I just hoped I had caught the entire family in one fell swoop.
I reentered my apartment to the sound of Jess screaming at Emma. “Emma, drop it! DROP IT!” She was chasing Emma, who was shaking her head back and forth vigorously, in circles around the kitchen.
“What’s going on? What does she have in her mouth?” I asked, slightly horrified but mostly excited. When Jess didn’t answer, I asked Emma, “Whatcha got there, girl? Can I see it?” She proudly trotted up to me and, after shaking her head back and forth one last time for good measure, dropped a tiny grey mouse onto the floor.
I jumped back, just in case it was still alive. After a few immobile moments from the mouse, I asked Jess, “Do you think it’s still alive?”
“Probably not. I mean, look at the tooth mark there,” she answered. Sparki entered the room, fashionably late as always, and headed excitedly for the carcass. “No, Sparki!” Jess said, and ushered both dogs into the bedroom. The mouse hadn’t moved during the commotion, but I was still not 100% sure it was dead. It could be faking it, I thought.
I decided to administer two very scientific tests. First, I moved closer to the body and held my breath. I looked very closely for signs of breathing. In the three or so minutes I was crouched there, I didn’t see any. The animal didn’t even blink. Scientific test number two: I poked it with a disposable chopstick. Nothing. Not a twitch, not a scramble, not a whimper. Nothing.
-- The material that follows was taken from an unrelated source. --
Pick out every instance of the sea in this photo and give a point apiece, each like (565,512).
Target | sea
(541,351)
I decided it was safe to move into disposal mode. Putting my hand inside a plastic bag so that minimal skin was exposed, I bent to pick up dead mouse #5. With the speed and precision of a jungle cat, I picked up the mouse, turned the bag inside out, and tied it up as quickly as I could. I breathed a sigh of relief and headed once again to the public garbage across the street.
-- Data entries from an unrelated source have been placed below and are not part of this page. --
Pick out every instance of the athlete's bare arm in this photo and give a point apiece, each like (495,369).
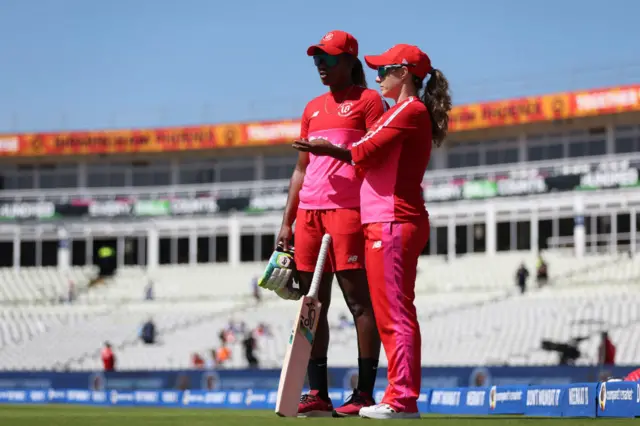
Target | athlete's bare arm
(291,208)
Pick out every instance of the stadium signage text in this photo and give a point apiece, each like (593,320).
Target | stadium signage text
(462,118)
That was the last mouse for day one, but we caught two more mice the next night and one mouse the following night, putting the dead mouse count up to eight. It’s been two weeks since the onslaught against Daddy Mac and the Mousettes, but I still put out traps every night. I know now that more Mousettes could come out of the woodwork at any time, and when they do, I’ll be ready.